Are there any specific risks to this procedure compared to other procedures?
Joint replacements entail a few unique risks.
The implants are made of metal and plastic and can therefore wear over time. This wear usually occurs over the course of many years.
Once you have an implant in place you should also take antibiotics prior to certain procedures such as dental work to prevent infection. It’s typically recommend that patients do this for about 2 years after the initial surgery. Call your dentist ahead of any planned dental work to have them write you a prescription for the particular antibiotic that they recommend.
After you’ve had an implant placed, always be aware of any signs of infection such as warmth, drainage or redness near your new joint implant. You want to call your surgeon immediately if you have any of these signs.
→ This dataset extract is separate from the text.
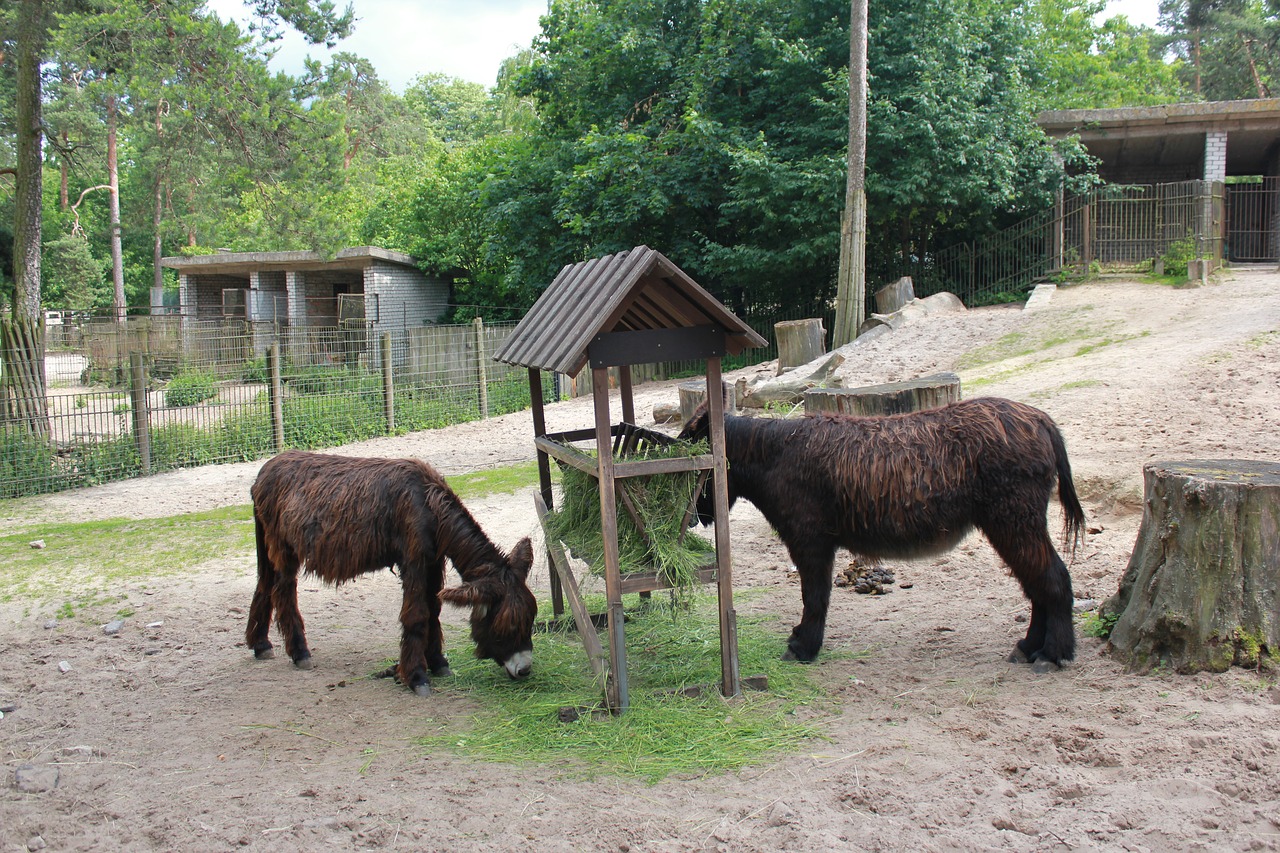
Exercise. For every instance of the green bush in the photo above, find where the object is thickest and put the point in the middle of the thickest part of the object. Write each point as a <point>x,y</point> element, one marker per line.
<point>191,387</point>
<point>1179,255</point>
When will I be back to full activity?
Most people will be back to full activity somewhere in the 3-6 month time period after surgery. However every patient is a little bit different. And each patient has a different definition of what full activity means.
Full activity does not necessarily mean full recovery. Studies show that people continue to improve up to 1 year after a shoulder replacement. So you can continue to expect improvements over time.
Will I set off metal detectors at the airport?
Maybe. But it’s not always the case.
What materials make up my anatomical total shoulder replacement?
The socket portion of the implant is made of a plastic called polyethylene. It is cemented in place. The head is replaced with metal ball and stem. The stem will either be cemented in place or “press fit.” A press fit stem has a rough surface to which bone bonds.